Pour Pierre Padzunas, la réforme n’a pas en elle-même d’incidence sur le regard que la direction du service porte sur l’exercice du médecin. « Le pivot qu’est la commission médico-technique est indépendante. Certes, notre avis n’est pas obligatoire, mais nous ne sommes pas les payeurs. On peut regretter l’absence d’alternance à la présidence du conseil d’administration qui aurait pu contourner cette difficulté ».

Pas question de baisser la garde pour autant. « Au-delà de cette réforme, la pression des employeurs sur les médecins est évidente. Nous arrivons à avoir 70 contestations d’aptitude par mois alors qu’avant nous n’en avions que quatre ou cinq », poursuit le Dr Padzunas.

Le Dr Mireille Chevallier, secrétaire générale du Syndicat national des professionnels de santé au travail (SNPTS), va plus loin et dénonce des conflits d’intérêts. « La réforme renforce le pouvoir des employeurs qui ont la direction des services, peuvent tenir la Commission médico technique, et imposer un projet de service aux médecins. C’est davantage de la gestion des risques pour les entreprises que la santé des employeurs ».

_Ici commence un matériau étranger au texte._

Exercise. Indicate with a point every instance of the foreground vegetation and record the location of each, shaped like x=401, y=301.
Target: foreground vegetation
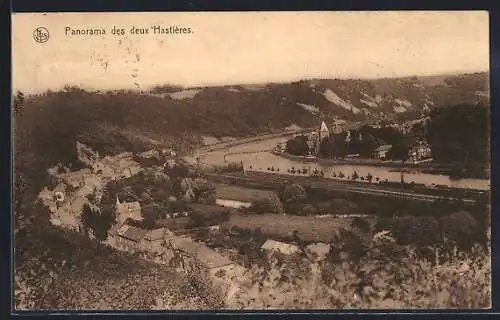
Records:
x=387, y=277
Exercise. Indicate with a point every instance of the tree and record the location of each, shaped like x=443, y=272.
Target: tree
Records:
x=204, y=191
x=151, y=213
x=18, y=103
x=369, y=177
x=460, y=134
x=399, y=151
x=355, y=176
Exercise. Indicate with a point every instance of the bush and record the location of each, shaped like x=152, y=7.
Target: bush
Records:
x=343, y=206
x=418, y=231
x=293, y=193
x=460, y=228
x=361, y=225
x=271, y=204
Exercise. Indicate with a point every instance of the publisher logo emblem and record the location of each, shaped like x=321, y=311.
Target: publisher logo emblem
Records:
x=41, y=35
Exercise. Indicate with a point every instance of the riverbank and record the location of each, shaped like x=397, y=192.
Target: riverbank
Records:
x=430, y=167
x=223, y=145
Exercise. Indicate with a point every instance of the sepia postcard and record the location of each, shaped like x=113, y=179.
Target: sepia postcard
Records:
x=251, y=161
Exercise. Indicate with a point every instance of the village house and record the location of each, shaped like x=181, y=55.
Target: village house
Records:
x=317, y=251
x=59, y=193
x=128, y=210
x=150, y=154
x=271, y=246
x=169, y=153
x=129, y=171
x=188, y=252
x=127, y=238
x=381, y=152
x=420, y=151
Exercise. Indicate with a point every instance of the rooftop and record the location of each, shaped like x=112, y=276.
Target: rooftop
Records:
x=207, y=256
x=229, y=192
x=282, y=247
x=385, y=147
x=132, y=233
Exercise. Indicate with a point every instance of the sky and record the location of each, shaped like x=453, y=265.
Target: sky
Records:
x=244, y=47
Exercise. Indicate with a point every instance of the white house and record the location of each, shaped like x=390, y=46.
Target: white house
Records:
x=281, y=247
x=382, y=151
x=228, y=203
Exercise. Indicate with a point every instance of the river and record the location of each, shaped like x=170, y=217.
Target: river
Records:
x=261, y=161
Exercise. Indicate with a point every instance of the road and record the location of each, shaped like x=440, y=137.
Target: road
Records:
x=276, y=180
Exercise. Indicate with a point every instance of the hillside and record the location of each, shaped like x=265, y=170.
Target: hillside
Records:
x=246, y=110
x=302, y=102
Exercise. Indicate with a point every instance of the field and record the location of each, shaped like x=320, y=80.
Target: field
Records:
x=276, y=226
x=231, y=192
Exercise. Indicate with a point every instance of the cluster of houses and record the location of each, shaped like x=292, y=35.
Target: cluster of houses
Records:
x=419, y=151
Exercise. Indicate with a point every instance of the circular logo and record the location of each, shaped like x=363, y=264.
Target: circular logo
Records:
x=41, y=35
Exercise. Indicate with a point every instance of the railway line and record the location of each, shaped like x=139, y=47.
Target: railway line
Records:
x=277, y=180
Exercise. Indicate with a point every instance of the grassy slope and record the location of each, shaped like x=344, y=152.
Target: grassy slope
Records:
x=276, y=226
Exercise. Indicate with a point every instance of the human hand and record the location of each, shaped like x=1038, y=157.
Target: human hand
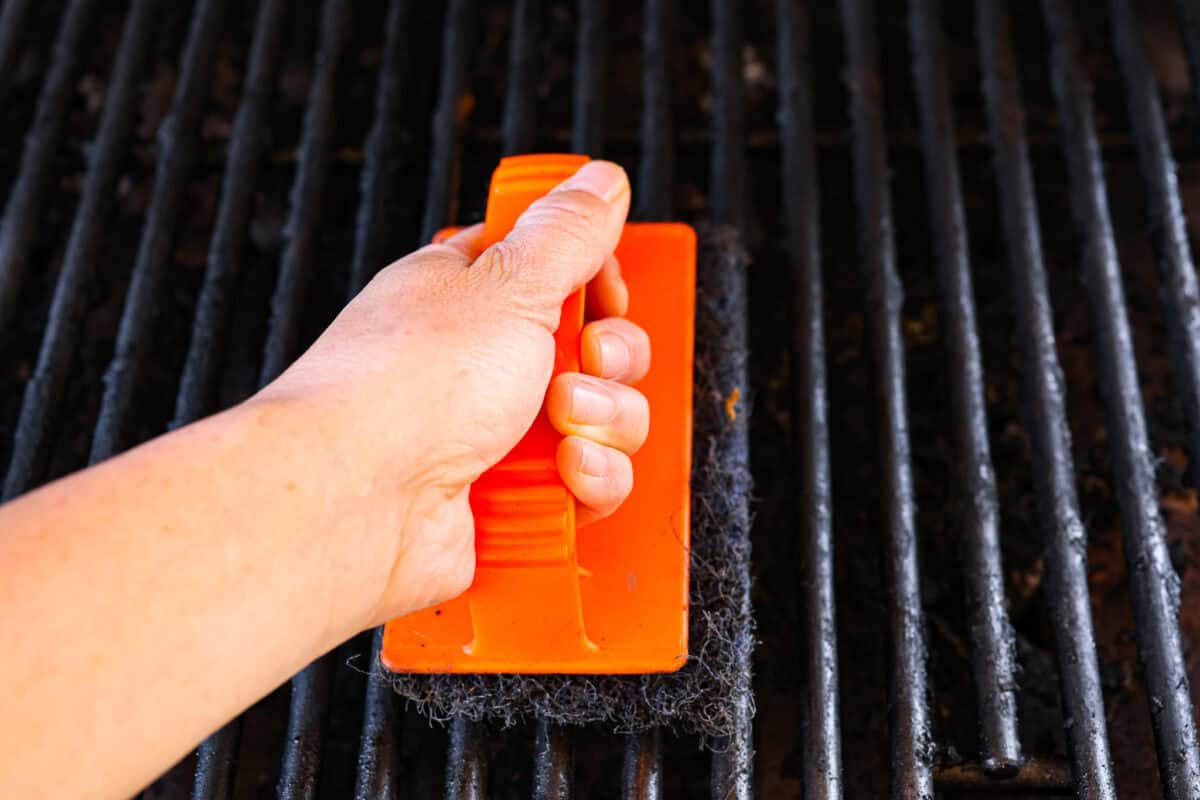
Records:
x=441, y=365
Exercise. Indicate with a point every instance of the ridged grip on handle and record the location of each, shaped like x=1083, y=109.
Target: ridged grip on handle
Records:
x=525, y=515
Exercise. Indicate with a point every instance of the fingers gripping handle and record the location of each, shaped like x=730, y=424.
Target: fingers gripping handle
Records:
x=525, y=515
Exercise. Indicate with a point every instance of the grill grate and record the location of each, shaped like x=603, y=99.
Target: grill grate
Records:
x=689, y=50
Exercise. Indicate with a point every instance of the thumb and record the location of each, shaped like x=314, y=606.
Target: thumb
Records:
x=562, y=240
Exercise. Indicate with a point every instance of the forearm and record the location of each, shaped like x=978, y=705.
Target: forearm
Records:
x=148, y=600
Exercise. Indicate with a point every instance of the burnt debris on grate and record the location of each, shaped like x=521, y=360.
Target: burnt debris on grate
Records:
x=921, y=187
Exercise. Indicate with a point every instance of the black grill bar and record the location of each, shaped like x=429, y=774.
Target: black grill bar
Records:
x=641, y=774
x=587, y=120
x=198, y=383
x=1153, y=584
x=378, y=747
x=178, y=139
x=820, y=721
x=733, y=756
x=642, y=765
x=448, y=120
x=521, y=97
x=12, y=36
x=1189, y=25
x=307, y=198
x=553, y=763
x=911, y=745
x=43, y=392
x=727, y=169
x=378, y=752
x=1045, y=414
x=34, y=179
x=311, y=687
x=655, y=173
x=993, y=649
x=381, y=149
x=466, y=763
x=1164, y=217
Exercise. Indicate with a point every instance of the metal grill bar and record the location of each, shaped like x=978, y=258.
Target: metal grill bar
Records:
x=1045, y=414
x=587, y=124
x=733, y=756
x=820, y=720
x=1164, y=217
x=34, y=179
x=311, y=687
x=521, y=98
x=641, y=775
x=655, y=174
x=553, y=763
x=198, y=383
x=448, y=119
x=378, y=752
x=1189, y=25
x=466, y=764
x=381, y=149
x=727, y=169
x=993, y=649
x=197, y=388
x=178, y=138
x=642, y=761
x=307, y=198
x=911, y=743
x=1153, y=584
x=12, y=36
x=43, y=394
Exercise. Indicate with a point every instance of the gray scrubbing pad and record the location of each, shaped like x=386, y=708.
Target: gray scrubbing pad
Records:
x=699, y=698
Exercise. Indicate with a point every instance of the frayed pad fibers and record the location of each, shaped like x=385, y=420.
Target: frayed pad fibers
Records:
x=700, y=698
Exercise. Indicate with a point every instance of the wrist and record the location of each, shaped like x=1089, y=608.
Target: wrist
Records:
x=337, y=519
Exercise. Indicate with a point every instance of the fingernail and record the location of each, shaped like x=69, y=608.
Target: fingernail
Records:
x=604, y=179
x=592, y=461
x=591, y=405
x=615, y=356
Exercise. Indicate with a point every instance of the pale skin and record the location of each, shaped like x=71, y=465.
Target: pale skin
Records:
x=150, y=599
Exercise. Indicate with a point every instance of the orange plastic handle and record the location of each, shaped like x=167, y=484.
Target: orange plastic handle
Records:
x=525, y=515
x=615, y=599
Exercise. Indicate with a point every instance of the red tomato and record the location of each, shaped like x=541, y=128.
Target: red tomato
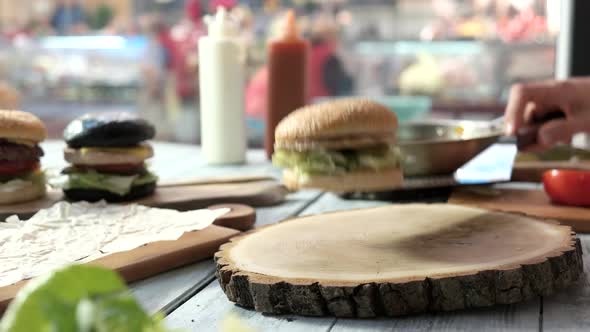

Ni temps, ni médecins gagnés.

En passant de la médecine du travail à l’ancienne à la santé en entreprise, la réforme devait apporter une respiration aux médecins, de moins en moins nombreux (voir encadré) et vampirisés par les visites périodiques.

Un an après, les professionnels semblent plus surchargés que jamais. « Nous devons former les infirmières aux entretiens, tout en assurant les visites périodiques. Nous avons davantage de visites de pré-reprises et nous restons très occupés par les visites d’urgence. Enfin nous essayons de respecter, au moins sur l’agenda, un tiers de notre temps consacré au terrain », détaille le Dr Bagnaud-Autier.

Même constat à Lille : « On ne peut pas considérer que la mise en place de ces équipes diminue la charge de travail des médecins. Les visites de pré-reprises sont chronophages et complexes. Les entreprises, qui commencent à connaître nos actions, sont de plus en plus demandeuses. Et il nous faut en plus coordonner et animer des équipes alors que le nombre d’équivalents temps plein de médecin diminue », constate le Dr Hennion.

« Libérer un tiers de son temps pour le terrain, c’est fortiche » résume le Dr Padzunas.

Pour Mireille Chevalier, la réforme ne règle en rien la pénurie de médecins du travail. « La collaboration avec les infirmiers, IPRP, AST est une bonne idée, mais on ne peut pas se passer de médecins du travail. Il faut former plus d’internes ». Ils seront 170 en première année d’internat à la rentrée. Ces derniers seront-ils attirés par le renouveau du métier ? « Je suis convaincu que cette réforme peut permettre à des étudiants de trouver un nouvel intérêt à la discipline » croit le Dr Hennion.

*Le projet de service prend en compte les demandes directes des entreprises adhérentes, des salariés et les priorités en santé au travail qui émanent des équipes locales, et qui sont préconisées par les politiques nationales.